"I've got this."
That's what I've been telling myself all semester. School? Yeah! Work? Yeah! Social life? Yeah! Family things? Yeah! I kept convincing myself that I had it all together, but I didn't. Last night I hit my breaking point. After FUSE, our BCM worship service, I was feeling kind of drained and I didn't really know why. So I left before everyone else, went home, turned on Disney's Aladin, and cried. I wasn't even crying about anything imparticular, just crying for no reason. I concluded the cause was stress.
I wrote down all the things I was stressed about thinking it might help...school, work, missing friends from back home, this summer. You name it I was stressed about it.
This morning I had to wake up early for work which didn't help my mental state. After a terrible seven hour shift I was just done. I returned home, made a sandwich for supper, took a long hot bath, and then took a three hour nap. I was still not feeling great. Being mentally drained was causing me to be physically drained as well. One of my friends/bible study sister called me and asked if I was in the mood for coffee. I said "always" and it wasn't ten minutes later before a smiling face showed up at my apartment door with a steaming caramel macchiato and a note that read as follows...
"My dearest Grace,
Sometimes, life gets us down. This world seems to be too much. BUT WAIT! Remember John 16:33. TAKE HEART! Jesus has overcome the world. I love you a lot. Hope this coffee helps. Here for you always..."
I am honored to be blessed with such rich friendships such as this! I don't deserve this kind of love. It's little things like this that put a smile on my face and remind me how often I take my friends for granted.

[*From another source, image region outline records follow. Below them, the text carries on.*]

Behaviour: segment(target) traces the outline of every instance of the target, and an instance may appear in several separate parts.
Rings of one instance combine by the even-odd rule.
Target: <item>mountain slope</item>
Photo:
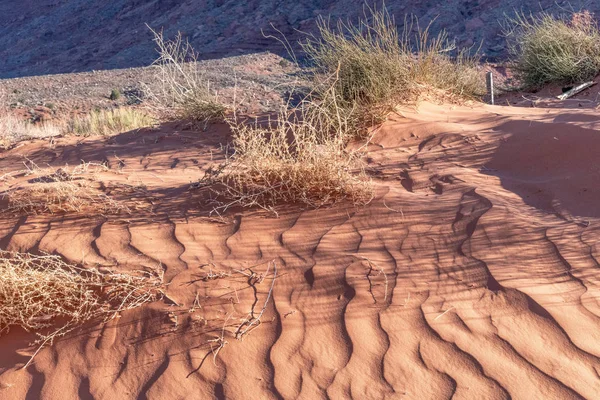
[[[566,2],[564,2],[566,4]],[[299,31],[314,30],[317,15],[355,19],[362,0],[275,1],[235,0],[19,0],[0,2],[0,78],[69,73],[147,65],[155,57],[152,35],[145,27],[164,27],[188,36],[204,58],[272,50],[275,40],[263,37],[270,24],[296,41]],[[483,43],[487,56],[504,53],[499,21],[515,9],[560,12],[560,2],[390,0],[388,9],[401,23],[414,14],[422,25],[435,19],[461,45]],[[592,5],[594,9],[600,5]],[[272,29],[271,29],[271,32]]]

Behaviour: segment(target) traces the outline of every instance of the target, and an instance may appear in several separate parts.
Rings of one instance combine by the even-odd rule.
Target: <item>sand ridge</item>
[[[282,206],[278,218],[209,217],[189,189],[219,160],[224,126],[5,152],[3,174],[23,154],[104,162],[105,187],[138,185],[152,201],[115,191],[144,207],[4,213],[3,249],[160,265],[169,285],[164,302],[85,326],[27,370],[32,336],[0,338],[0,399],[596,398],[598,122],[560,108],[399,110],[369,148],[369,205]]]

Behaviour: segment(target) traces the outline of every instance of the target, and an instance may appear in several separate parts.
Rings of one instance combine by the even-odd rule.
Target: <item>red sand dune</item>
[[[188,190],[218,159],[222,126],[6,152],[3,173],[25,154],[56,168],[104,161],[106,190],[146,192],[113,191],[131,215],[3,214],[1,248],[160,264],[169,286],[164,302],[85,326],[26,370],[32,335],[13,329],[0,338],[0,399],[598,398],[599,124],[595,110],[421,104],[375,135],[369,205],[282,206],[279,218],[208,217]]]

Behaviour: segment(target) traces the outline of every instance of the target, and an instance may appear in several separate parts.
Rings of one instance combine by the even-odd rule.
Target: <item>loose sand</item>
[[[131,209],[3,213],[0,248],[160,265],[169,283],[25,370],[34,336],[11,330],[0,399],[598,398],[599,128],[593,109],[424,103],[374,136],[369,205],[279,218],[208,216],[189,189],[220,125],[0,153],[1,190],[33,184],[23,155],[105,163],[95,181]]]

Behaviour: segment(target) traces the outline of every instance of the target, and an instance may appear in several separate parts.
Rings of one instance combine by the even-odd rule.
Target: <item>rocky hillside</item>
[[[563,4],[564,3],[564,4]],[[576,6],[576,2],[571,2]],[[591,11],[600,3],[588,2]],[[147,65],[154,59],[145,24],[178,30],[203,58],[280,52],[263,37],[270,24],[292,41],[314,30],[317,15],[356,18],[363,0],[8,0],[0,2],[0,78]],[[435,19],[461,45],[479,45],[489,58],[505,53],[500,21],[515,9],[564,12],[568,2],[541,0],[388,0],[396,20]],[[569,6],[570,7],[570,6]]]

I am better now. My mental state is almost back to normal. For now, there isn't any crying over nothing and being upset at everything. I took some time away from the world, rested up physically, and had some time just me and God. Time to reflect, be in His presence and in the word. I read through John 16 and was so refreshed by the reminder that this world isn't my home.
I'm learning that I can't do it all and that sometimes I need a break from the world. I'm also learning that just being in His presence is calming.